The area now known as Coraopolis was settled in the late 18th century and incorporated as a borough in 1886. The construction of the Pittsburgh and Lake Erie Railroad through the area and the discovery of oil led to a population boom in the late 19th century.
The first Jewish families in Coraopolis appear to have come in the years before World War I. A group of Jewish women in the borough founded a Hebrew Ladies Aid Society in January 1921. The organization was initially established for social purposes but within a few months became a chapter of the National Council of Jewish Women. It eventually ran a school under the Southwestern District of Pennsylvania Jewish Religious School program and undertook other educational and charitable endeavors. Around the same time as the chapter was founded, several Jewish families began holding High Holidays services at the home of Chas. Friegerer on Fourth Street. Over the next 14 years, they rented meeting rooms, including a storeroom at 627 Fourth Street, the first floor of a building at 1209 Fourth Street and rooms at the Lyric Theatre Building on Mill Street.
The group chartered Ahavath Shalom Congregation in 1924. The congregation rented meeting spaces until 1935, when it purchased a two-story house at 408 Main Street, according to a Works Progress Administration Church Archives survey. The congregation converted the first floor into a sanctuary and turned the second floor into an apartment for a caretaker. The building was damaged the following year in the St. Patrick’s Day Flood. In 1953, the congregation moved into a former church at Vance and Flemming Streets. Ahavath Shalom does not appear to have ever had a full-time rabbi.
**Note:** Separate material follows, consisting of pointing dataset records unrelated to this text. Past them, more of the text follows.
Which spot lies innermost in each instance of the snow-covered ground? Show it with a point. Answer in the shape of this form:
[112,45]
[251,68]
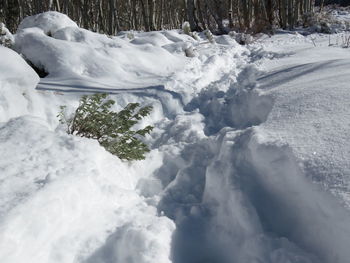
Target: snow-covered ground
[249,161]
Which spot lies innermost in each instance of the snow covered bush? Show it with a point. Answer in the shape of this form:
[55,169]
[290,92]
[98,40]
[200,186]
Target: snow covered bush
[6,38]
[94,119]
[186,29]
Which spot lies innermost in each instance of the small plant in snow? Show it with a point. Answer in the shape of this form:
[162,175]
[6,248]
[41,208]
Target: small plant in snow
[209,36]
[94,119]
[6,38]
[186,28]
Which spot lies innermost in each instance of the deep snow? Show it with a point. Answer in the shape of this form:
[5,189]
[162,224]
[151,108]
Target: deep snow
[249,161]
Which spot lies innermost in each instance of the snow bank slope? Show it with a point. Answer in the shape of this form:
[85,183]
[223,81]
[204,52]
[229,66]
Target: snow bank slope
[311,113]
[63,198]
[233,164]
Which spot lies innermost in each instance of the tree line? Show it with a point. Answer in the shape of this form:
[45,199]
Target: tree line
[112,16]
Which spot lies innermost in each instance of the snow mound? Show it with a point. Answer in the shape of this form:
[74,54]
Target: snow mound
[81,56]
[17,84]
[65,205]
[48,22]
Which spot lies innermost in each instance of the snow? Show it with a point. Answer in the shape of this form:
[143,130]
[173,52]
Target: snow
[249,159]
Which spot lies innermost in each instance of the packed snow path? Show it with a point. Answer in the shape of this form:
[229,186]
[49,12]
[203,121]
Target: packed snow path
[250,159]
The Jewish population of Coraopolis declined steadily throughout the first half of the 20th century. The American Jewish Yearbook listed a population of 200 in its 1928-1929 edition, down to 180 in its 1940-1941 edition and down further to 152 in its 1951 edition.
Ahavath Shalom reorganized in 1958 and formally affiliated with the Reform movement. At the time of the change, it had some 40 families from Coraopolis, Sewickley, Leetsdale and Edgeworth. The congregation merged with Beth Samuel in Ambridge in 1982.